Patients with pm-VSD were selected to attempt device closure under TTE guidance alone if preoperative TTE assessment revealed that the distance between the rim of the VSD and the aortic annulus was more than 2 mm. The diameter of the VSD should be within the range of 3 to 8 mm. The patients should be older than 1 year and have a body weight of more than 10 kg. Patients with aortic valve prolapse or more than trivial regurgitation, infectious endocarditis, severe pulmonary artery hypertension with a right-to-left shunt, and cardiac malformations necessitating treatment under cardiopulmonary bypass were excluded.

Informed consent was obtained from all patients or their legal guardians prior to inclusion in this study. The Ethics Committee of Fuwai Hospital approved this retrospective analysis (approval No. 2015-707).

Device description

The devices used in this study were self-expending concentric occluders with two disks and a connecting waist, made of 0.04 mm nitinol wire (Starway Medical Technology Inc., Beijing, China) (Figure 1). The waist diameters of the occluders ranged from 4 to 10 mm with 1 mm increment. The length of the waist was 5 mm in different sizes. Each disk was 4 mm larger than the connecting waist.
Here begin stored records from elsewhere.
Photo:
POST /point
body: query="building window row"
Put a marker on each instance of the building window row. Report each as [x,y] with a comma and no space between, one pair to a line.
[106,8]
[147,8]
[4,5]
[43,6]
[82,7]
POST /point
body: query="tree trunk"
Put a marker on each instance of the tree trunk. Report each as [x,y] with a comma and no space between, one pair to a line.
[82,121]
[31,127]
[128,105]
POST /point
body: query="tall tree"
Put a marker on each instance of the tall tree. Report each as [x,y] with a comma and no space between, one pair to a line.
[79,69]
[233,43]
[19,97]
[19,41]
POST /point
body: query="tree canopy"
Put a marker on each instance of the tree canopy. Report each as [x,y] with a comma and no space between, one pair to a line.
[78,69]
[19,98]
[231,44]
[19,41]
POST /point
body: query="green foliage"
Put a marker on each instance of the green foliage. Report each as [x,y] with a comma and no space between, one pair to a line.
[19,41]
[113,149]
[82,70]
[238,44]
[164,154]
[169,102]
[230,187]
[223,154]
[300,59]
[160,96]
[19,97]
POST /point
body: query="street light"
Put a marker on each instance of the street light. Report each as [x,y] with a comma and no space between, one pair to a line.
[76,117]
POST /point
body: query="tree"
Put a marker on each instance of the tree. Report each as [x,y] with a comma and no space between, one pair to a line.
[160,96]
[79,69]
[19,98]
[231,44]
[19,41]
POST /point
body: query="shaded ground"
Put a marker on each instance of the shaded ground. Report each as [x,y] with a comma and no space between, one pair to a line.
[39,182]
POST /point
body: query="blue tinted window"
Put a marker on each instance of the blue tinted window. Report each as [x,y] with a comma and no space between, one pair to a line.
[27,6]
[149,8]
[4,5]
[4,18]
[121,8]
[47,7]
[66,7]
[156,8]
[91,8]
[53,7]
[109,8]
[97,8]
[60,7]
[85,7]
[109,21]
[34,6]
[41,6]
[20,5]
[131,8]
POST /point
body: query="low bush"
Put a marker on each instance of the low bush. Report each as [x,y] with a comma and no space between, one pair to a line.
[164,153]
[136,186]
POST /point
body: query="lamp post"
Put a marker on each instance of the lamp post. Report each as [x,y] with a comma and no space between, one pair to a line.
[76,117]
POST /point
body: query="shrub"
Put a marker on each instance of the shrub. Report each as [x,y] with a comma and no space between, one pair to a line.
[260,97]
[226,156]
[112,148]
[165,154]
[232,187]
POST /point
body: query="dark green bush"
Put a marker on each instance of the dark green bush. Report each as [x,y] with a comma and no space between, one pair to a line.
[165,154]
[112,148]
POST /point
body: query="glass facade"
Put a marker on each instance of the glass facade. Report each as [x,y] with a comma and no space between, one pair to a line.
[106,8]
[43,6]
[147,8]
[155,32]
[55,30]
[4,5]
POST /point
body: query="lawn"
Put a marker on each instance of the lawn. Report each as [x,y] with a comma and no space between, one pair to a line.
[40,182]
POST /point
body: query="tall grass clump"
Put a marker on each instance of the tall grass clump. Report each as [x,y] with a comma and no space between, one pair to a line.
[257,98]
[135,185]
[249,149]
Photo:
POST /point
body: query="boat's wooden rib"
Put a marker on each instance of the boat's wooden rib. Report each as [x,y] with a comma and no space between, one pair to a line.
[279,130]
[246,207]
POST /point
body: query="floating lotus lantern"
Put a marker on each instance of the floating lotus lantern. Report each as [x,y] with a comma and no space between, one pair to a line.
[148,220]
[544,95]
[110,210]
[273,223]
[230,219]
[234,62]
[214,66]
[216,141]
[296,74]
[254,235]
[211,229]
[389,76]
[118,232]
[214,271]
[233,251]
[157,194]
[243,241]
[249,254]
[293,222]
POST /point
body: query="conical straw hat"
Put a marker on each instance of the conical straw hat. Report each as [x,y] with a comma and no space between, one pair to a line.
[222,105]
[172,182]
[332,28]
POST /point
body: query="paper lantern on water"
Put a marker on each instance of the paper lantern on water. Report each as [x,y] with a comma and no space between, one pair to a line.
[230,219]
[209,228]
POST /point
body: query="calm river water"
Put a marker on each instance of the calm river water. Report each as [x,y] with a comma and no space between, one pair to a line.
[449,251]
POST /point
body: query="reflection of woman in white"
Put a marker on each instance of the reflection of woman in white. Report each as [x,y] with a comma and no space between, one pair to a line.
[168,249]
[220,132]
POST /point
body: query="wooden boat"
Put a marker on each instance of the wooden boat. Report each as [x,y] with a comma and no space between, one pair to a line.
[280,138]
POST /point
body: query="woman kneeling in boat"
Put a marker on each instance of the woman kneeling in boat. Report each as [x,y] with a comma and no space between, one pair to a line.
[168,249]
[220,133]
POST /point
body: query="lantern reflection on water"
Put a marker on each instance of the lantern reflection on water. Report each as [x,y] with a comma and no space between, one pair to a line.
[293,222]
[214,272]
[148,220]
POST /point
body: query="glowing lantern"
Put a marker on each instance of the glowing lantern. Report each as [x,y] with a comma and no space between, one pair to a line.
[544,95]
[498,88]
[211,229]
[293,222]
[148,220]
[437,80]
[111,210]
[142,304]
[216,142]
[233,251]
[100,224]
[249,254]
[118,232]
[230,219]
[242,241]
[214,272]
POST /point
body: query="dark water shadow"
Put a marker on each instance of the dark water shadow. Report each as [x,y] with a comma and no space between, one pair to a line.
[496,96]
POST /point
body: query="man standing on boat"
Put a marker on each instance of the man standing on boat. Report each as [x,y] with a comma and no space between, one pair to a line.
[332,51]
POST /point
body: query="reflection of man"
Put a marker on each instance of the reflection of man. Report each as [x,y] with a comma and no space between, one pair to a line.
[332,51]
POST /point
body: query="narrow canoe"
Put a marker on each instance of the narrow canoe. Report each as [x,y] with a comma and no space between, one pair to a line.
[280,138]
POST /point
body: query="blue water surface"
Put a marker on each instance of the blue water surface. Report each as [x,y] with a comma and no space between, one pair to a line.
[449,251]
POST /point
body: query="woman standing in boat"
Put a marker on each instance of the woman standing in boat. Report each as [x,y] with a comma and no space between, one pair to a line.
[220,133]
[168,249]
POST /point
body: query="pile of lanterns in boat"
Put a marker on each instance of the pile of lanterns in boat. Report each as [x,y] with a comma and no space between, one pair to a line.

Figure 1 The lateral view of the occluder.

Procedures (Figures 2-9)

Figure 2 Intraoperative transthoracic echocardiographic image of percutaneous VSD interventional closure (long axis view of the aorta). (A) Preoperative echocardiographic determination of the VSD size and location; (B) the pigtail catheter entered the left ventricle through the aortic valve and its opening faced the VSD; (C) the guide wire was steered to enter the right ventricle through the VSD; (D) the guide wire entered the right ventricle through the VSD. VSD, ventricular septal defect; AO, ascending aorta; LV, left ventricle; RV, right ventricle.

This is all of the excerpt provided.